The photographic works of Alastair Whitton are preoccupied with ‘the mechanisms of memory and the mapping of geographies’. Through the lens he explores ‘the architecture of time and the poetics and politics of place’ attempting to illuminate the ‘space between moments’. His photographs celebrate the seemingly commonplace and are in effect ‘monuments to the dislocated and overlooked’. Of his creative practice the artist says, ‘I understand the process as a form of visual and cultural archaeology; a gathering and structuring of found fragments in an attempt to make sense of place and time and the recording of personal and collective histories.’
Alastair Whitton (born, Glasgow, UK) graduated with distinction from the Natal Technikon School of Fine Art in Durban, South Africa where he majored in sculpture and photography. As the overall top student in the Faculty of Art and Design he was awarded the Emma Smith International Scholarship and subsequently furthered his studies at the Glasgow School of Art in Scotland.
To date he has presented three solo shows of his photographs: Barnard, Cape Town (2014); Brundyn & Gonsalves, Cape Town (2010) and David Krut Projects, Johannesburg (2009). His work has also been featured in curated group exhibitions at notable museums and institutions in South Africa and abroad. In the past decade these have included: Carreau du Temple, Paris (2017-2018); University of Johannesburg (2017); Pratt Institute, New York (2016); Museo Carlo Bilotti, Rome (2015); Fondazione Giorgio Cini, Venice (2015); The Center for Book Arts, New York (2014); Museo Casa dei Carraresi, Treviso (2014); Calouste Gulbenkian Museum, Lisbon (2011); Contemporary Art Centre, Vilnius (2011); IZIKO South African National Gallery, Cape Town (2010); Fotomuseum, Antwerp (2010); Johannesburg Art Gallery, Johannesburg (2010); Musée National du Mali, Bamako (2009) and the University of South Africa (UNISA), Pretoria (2009).

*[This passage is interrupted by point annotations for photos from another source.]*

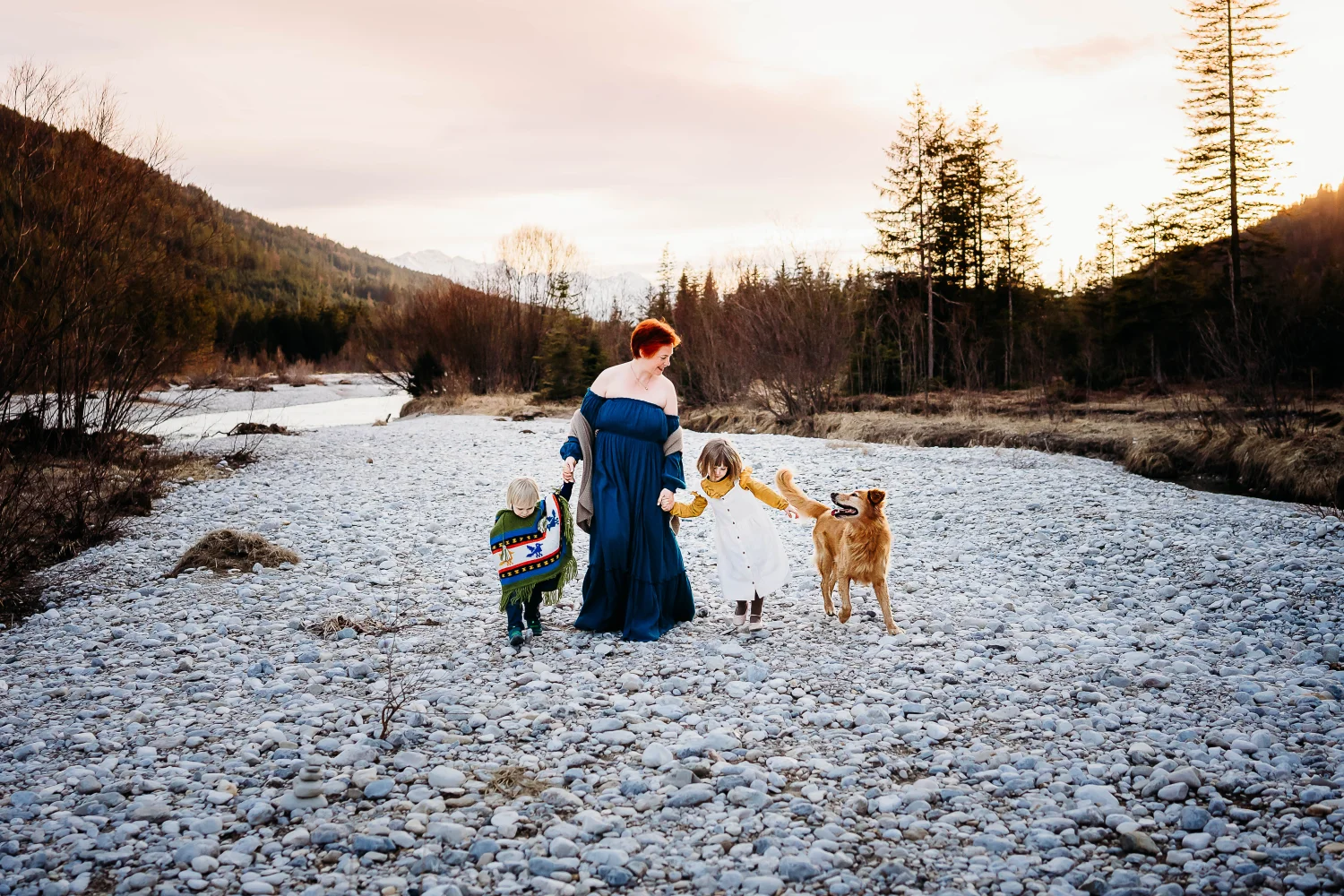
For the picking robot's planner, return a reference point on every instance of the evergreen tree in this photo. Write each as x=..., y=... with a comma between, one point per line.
x=1018, y=242
x=659, y=306
x=1230, y=163
x=908, y=230
x=566, y=357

He has participated in various international art fairs and festivals including amongst others the Cape Town Art Fair, Cape Town (2013-2019); AKAA: Also Known as Africa, Paris (2017-2018); Host: Editions, Cape Town (2015); FNB Joburg Art Fair, Johannesburg (2013-2014; 2009-2011); Head On Photo Festival, Sydney (2013); EAB Art Fair (Editions: Artists’ Books), New York (2009 & 2013) and Out of Africa Festival, Munich (1997).

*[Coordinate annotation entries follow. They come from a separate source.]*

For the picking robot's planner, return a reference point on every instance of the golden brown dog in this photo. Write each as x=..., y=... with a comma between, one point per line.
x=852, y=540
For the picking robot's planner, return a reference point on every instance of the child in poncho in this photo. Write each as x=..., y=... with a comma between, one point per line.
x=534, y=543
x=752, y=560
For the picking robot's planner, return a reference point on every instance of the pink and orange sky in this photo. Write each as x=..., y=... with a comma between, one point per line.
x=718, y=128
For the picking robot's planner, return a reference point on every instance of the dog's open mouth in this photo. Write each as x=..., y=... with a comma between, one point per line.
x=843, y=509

The artist’s work is represented in the collections of the Durban Art Museum, Durban; University of South Africa, Pretoria; Durban Institute of Technology, Durban; South African Centre for Photography, Cape Town; Jack Ginsberg Collection / Ampersand Foundation, Johannesburg; Musée National du Mali, Bamako; Luciano Benetton Collection, Venice and the Aperture Foundation, New York.
Whitton lives and works in Cape Town, South Africa.
A Foreign Land is the latest project by Whitton with an introduction by South African born Dutch artist Marlene Dumas and essay by celebrated author Ashraf Jamal.
My first reaction to these photographs was to shiver. Two sentences came to mind, by I know not whom – ‘Africa is a cold country where the sun always shines’ and another – ‘The touch of the devil is as cold as ice’. Marlene Dumas, Amsterdam, July 2019.
Conceived as anthropological ‘field notes’ situated within Cape Town, Whitton’s project is unreservedly about location. And yet, despite this affirmation of place, the images remain untethered, as though caught always between places, or moments, as ghostings of some other indefinable place and time. Ashraf Jamal, Cape Town, July 2019.